Rocket Scientist for a Half-Day

PEPL has the unique facilities and cutting edge research that is ideal for interesting elementary and middle school students in a future STEM career. PEPL participates in Rocket Scientist for a Half-Day to give this exposure to local students.

How PEPL is involved:

Every summer, PEPL gives a laboratory tour and demonstrations for local elementary school students. Demonstrations include exposing marshmallows to a vacuum environment and performing Galileo’s Leaning Tower of Pisa experiment.

How to get involved:

Please contact us if you are interested in participating in this event, as a parent, teacher, or school administrator.


The Michigan Institute for Plasma Science and Engineering (MIPSE) is a community of faculty, staff and students at the University of Michigan and Michigan State University whose research and education programs are devoted to the advancement of the science and technology of plasmas. The breadth of research is impressive – from laser produced plasmas for particle acceleration to plasmas in the earth’s magnetosphere. We take pride in the excellence of the research and in the resulting societal benefits.

How PEPL is involved:

Many PEPL students have benefited from the MIPSE graduate fellowship, and PEPL routinely participates in the Graduate Student Symposium, as far back as the first symposium.

How to get involved:

MIPSE offers many opportunities to learn more about plasma physics and support research. It regularly conducts outreach activities, as well as hosting a seminar series every semester. Additionally, the MIPSE Graduate Student Symposium is a great opportunity to be exposed to the wide variety of plasma physics research conducted at several Michigan universities. Students can apply for a MIPSE fellowship that complements the Graduate Certificate in Plasma Science and Engineering.

Michigan Advanced In-Space propulsion Engineers (MAISE)

MAISE is an student group partnering undergraduates from the Michigan Chapter of the Women in Aeronautics and Astronautics with graduate students from PEPL. Together they are working to design and build a vacuum facility and control system to operate the PEPL-70 Hall thruster, the first of its kind designed at PEPL. This mobile system will be used to demonstrate the operation and science behind advanced space propulsion to the public during laboratory tours, the University events. The mobile design will also allow this outreach project to also demonstrate our technology at local high schools.

Thruster Team:

Lead member: Veronika Bayer

Member: Catherine Budd

The thruster team is working on refurbishing the PEPL-70 Hall thruster for use in the demonstration. This sub-team, among their many tasks, is responsible for measuring and modeling the magnetic field, verifying electrical isolation and continuity, and measuring the uniformity of the propellant flow.

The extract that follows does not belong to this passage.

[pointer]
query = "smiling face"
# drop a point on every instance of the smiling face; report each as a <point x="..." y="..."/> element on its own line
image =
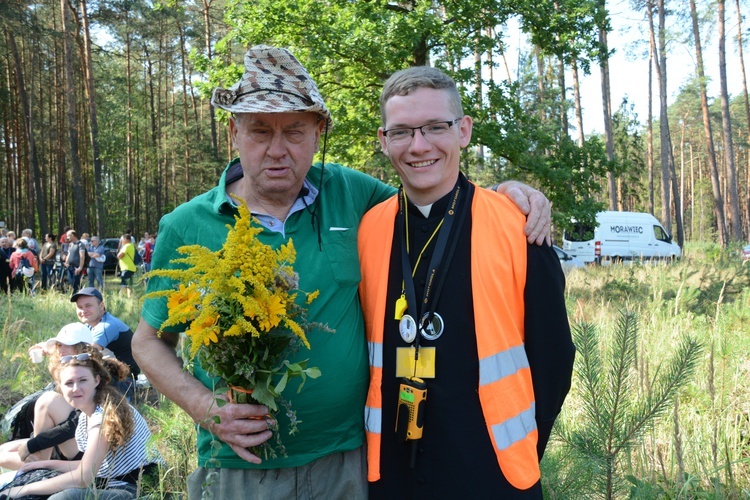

This team works closely with the controls and facility teams to ensure success of this project.

Vacuum Facility Team

Lead Member: Kirsten Ried

Member: Nora Shapiro

Member: Abby Huff

The vacuum facility team is responsible for designing and building the MAISE vacuum chamber. First and foremost, they are responsible for designing and installing the pumping system to achieve space-like conditions when operating the thruster. Next, they are responsible for designing and building the mobile stand to be able to move the stand around the university to demonstrate electric propulsion technology to the public.

Controls Team

Lead Member: Katherine Wolff
Member: Kaelan Oldani

The Controls team for the MAISE project is in charge of implementing a LabView controls interface on a large touchscreen desktop computer.  This interface controls the digital power supplies connected to the thruster and its various components and will even be able to run and ignite the thruster.  The large monitor will allow ease of view of data that will be acquired and analyzed using graphs and figures.  Audience members can view the thruster running through port holes in the chamber, while concurrently looking at thrust and temperature data on the screen to further enhance their understanding of electric propulsion.